Сезанн. Жизнь — страница 25 из 110

{274}.

Колоритный вымышленный персонаж затмил свидетельства очевидцев. Со временем произошел эффект переноса… или подмены. Живой Сезанн, ходивший по земле, теряется в прошлом, словно привидение или бестелесное ассирийское божество; и становится правдоподобным, обретает материальную реальность благодаря Лантье, который хоть и был выдуман, ничтоже сумняшеся занял его место. Перенос, впрочем, оказался обоюдным. В свой так называемый «багряный период» – самый скандальный – художник словно решил стать олицетворением мифа. «Если вам интересно, – сообщал Дюранти в письме к Золя в 1877 году, – намедни Сезанн появился в маленьком кафе на площади Пигаль [в кафе «Нувель Атен – Новые Афины», унаследовавшем традиции «Гербуа»] в том же наряде, в каком некогда расхаживал: синие штаны, белая полотняная куртка, вся в пятнах от кистей и прочих инструментов, в потрепанной старой шляпе. Впечатление он произвел. Но эта показуха добром не кончится»{275}.

Расчетливый и проницательный Дюранти пристально следил за Сезанном больше десяти лет. Еще в 1867 году он опубликовал литературный портрет: «Художник Марсабьель». Затем, после переработки и неоднократных переизданий, за несколько лет Марсабьель превратился в Майобера, но его по-прежнему нетрудно было узнать. Этот художник прослыл «очень странным субъектом»; у него был сильный средиземноморский акцент, а еще он держал попугая. И вот в один прекрасный день рассказчик приходит к нему в мастерскую:

Само место и хозяин потрясли меня до глубины души. Пыль, грязь, глиняные черепки, тряпье, мусор, ошметки глины, оставшиеся от сохнущих скульптур, – все это скапливалось здесь, как в чулане старьевщика. Плесневелый запах вызывал тошноту. Художник предстал во всей красе – лысый, с окладистой бородой и выступающими передними зубами, он казался молодым и одновременно в летах; словно символическое божество этой мастерской, которому и положено быть неописуемо мерзким. Хозяин отвесил мне поклон, сопроводив его невнятной улыбкой – не то насмешливой, не то глупой.

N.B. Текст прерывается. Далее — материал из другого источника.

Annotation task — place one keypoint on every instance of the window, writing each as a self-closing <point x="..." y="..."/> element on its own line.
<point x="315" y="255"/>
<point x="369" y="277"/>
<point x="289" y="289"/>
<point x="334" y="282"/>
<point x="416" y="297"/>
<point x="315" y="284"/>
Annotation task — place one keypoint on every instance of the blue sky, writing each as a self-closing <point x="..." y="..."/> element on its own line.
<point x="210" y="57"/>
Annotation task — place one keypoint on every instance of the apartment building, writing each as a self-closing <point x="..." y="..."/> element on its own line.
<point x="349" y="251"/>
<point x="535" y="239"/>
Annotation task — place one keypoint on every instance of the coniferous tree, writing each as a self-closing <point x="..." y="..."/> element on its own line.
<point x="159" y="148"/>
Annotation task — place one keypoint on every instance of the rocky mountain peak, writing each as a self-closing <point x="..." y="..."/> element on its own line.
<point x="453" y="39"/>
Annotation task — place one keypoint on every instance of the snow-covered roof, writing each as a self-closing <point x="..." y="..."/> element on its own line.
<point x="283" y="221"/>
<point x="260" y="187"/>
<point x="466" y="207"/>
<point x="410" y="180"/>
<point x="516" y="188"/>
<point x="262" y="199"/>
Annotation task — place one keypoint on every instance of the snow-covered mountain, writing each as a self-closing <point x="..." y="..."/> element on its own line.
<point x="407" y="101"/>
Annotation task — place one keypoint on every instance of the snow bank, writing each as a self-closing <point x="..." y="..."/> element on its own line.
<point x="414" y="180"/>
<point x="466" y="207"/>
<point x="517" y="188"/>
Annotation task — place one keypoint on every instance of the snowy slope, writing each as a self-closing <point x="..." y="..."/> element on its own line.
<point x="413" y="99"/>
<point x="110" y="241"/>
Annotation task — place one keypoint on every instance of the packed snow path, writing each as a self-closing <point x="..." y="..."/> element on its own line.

Меня сразу же ошеломили холсты, висевшие вокруг в огромном количестве; от этих отталкивающих красок брала оторопь.

«Ишь ты, ишь ты, – гнусаво произнес Майобер с протяжным нарочито марсельским акцентом, – месье интересуется живописью (peinnn-turrre). – И добавил, указывая на самые большие полотна: – Смотрите, что я тут намалевал».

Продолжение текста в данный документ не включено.